Elle déambula quelques instants dans le salon de son petit appartement, avant de s'arrêter devant la table basse où trônaient quelques photos issues des recherches de ces derniers jours. Son regard fut attiré par un morceau de papier cartonné d'un blanc crème, dépassant de la masse de visages figés. Du bout des doigts, elle le saisit, l'ouvrit et, pour la dixième fois de la journée, lut son contenu, la faisant ainsi replonger un mois en arrière, lorsqu'elle avait ouvert pour la première fois cet étrange petit papier…

« Vous êtes cordialement invitée au mariage de Naruto Uzumaki et de mademoiselle Hinata Hyûga » disait le carton d'une délicate écriture penchée.

Si le nom de cette dernière ne lui disait absolument rien – sinon qu'elle appartenait à la famille la plus riche de la ville, bien sûr – celui du futur marié en revanche lui était vaguement familier.
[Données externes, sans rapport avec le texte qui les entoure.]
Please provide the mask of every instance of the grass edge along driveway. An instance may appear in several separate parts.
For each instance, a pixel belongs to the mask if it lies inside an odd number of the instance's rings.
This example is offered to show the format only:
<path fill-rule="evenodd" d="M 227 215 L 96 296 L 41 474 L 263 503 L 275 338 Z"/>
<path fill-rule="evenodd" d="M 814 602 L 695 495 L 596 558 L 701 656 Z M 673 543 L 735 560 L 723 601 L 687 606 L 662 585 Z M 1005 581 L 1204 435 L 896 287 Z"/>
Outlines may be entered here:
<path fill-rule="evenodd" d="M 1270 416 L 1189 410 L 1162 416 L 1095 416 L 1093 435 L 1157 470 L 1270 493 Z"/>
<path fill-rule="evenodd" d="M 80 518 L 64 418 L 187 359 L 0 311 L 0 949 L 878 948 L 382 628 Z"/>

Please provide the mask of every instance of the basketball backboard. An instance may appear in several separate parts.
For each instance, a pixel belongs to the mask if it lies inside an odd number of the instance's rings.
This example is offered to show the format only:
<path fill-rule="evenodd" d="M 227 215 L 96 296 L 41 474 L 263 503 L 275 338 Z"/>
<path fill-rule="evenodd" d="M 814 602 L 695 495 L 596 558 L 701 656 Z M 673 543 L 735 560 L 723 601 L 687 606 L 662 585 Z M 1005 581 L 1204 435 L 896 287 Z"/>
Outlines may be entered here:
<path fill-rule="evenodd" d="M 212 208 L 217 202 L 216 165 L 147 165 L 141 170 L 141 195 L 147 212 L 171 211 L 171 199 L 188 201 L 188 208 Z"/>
Naruto Uzumaki… Elle dut rechercher dans les vieilles photos datant de l'époque du lycée – autant dire l'ère des dinosaures, pour elle – afin de remettre un visage sur ce nom. Pour sa défense, il fallait dire qu'il n'était même pas dans sa classe, constata-t-elle après avoir épluché les photos annuelles officielles où il brillait par son absence. Néanmoins, assise à même le sol de sa chambre, elle décida de poursuivre ses investigations et continua d'éparpiller son passé autour d'elle. Finalement, et contre toute attente, ses recherches aboutirent à sa dernière année de lycée. Elle avait dix-huit ans à l'époque – ça faisait donc huit ans.

Avec étonnement, elle reconnut les cheveux blonds caractéristiques sur une photo prise lors de son dernier cours d'anglais – le dernier de l'année, le dernier de sa vie. Elle réfléchit intensément, forçant sa mémoire à lui livrer un peu plus de souvenirs. Oui, elle se rappelait maintenant assez bien de ce garçon. Hyperactif, pas du genre à lever la main en premier pour répondre, mais toujours souriant et éternel boute-en-train, qui enchaînait les pitreries et passait de ce fait plus de temps en retenue qu'en classe. Bref, elle devait bien admettre qu'il semblait plutôt difficile d'ignorer l'existence de ce Naruto – probablement que l'entièreté du lycée à l'époque devait le connaître, au moins de vue… Mais bon sang, par quel miracle avait-il bien pu se souvenir de son existence à elle ?

Ses yeux revinrent sur le visage souriant à en avoir mal aux zygomatiques du garçon blond. Donc, elle possédait tout de même un point commun avec ce Naruto Uzumaki : une matière scolaire… Pas grand-chose, en somme, résuma-t-elle mollement. Elle laissa échapper un soupir en triturant pensivement la photo du cours d'anglais. Est-ce que cela pouvait expliquer une invitation à un mariage ? Elle ne le connaissait que de vue. Elle ne se souvenait même pas lui avoir vraiment adressé la parole – peut-être lui avait-elle un jour demandé de lui prêter une feuille, tout au plus. D'ailleurs, songea-t-elle en se remémorant certains faits notoires, la seule chose qu'elle savait de lui était sa réputation, forgée par le biais de ses idioties. D'où sa profonde hésitation quant au comportement à adopter face à cette invitation incongrue. Pourquoi la conviait-il ? Cela cachait-il quelque chose ? Non, elle ne le croyait pas, Naruto Uzumaki faisait partie de cette classe d'individus un peu bêtes mais pas méchants. Et en y réfléchissant, c'était tout à faire son genre d'inviter tous les élèves de sa promotion à son mariage…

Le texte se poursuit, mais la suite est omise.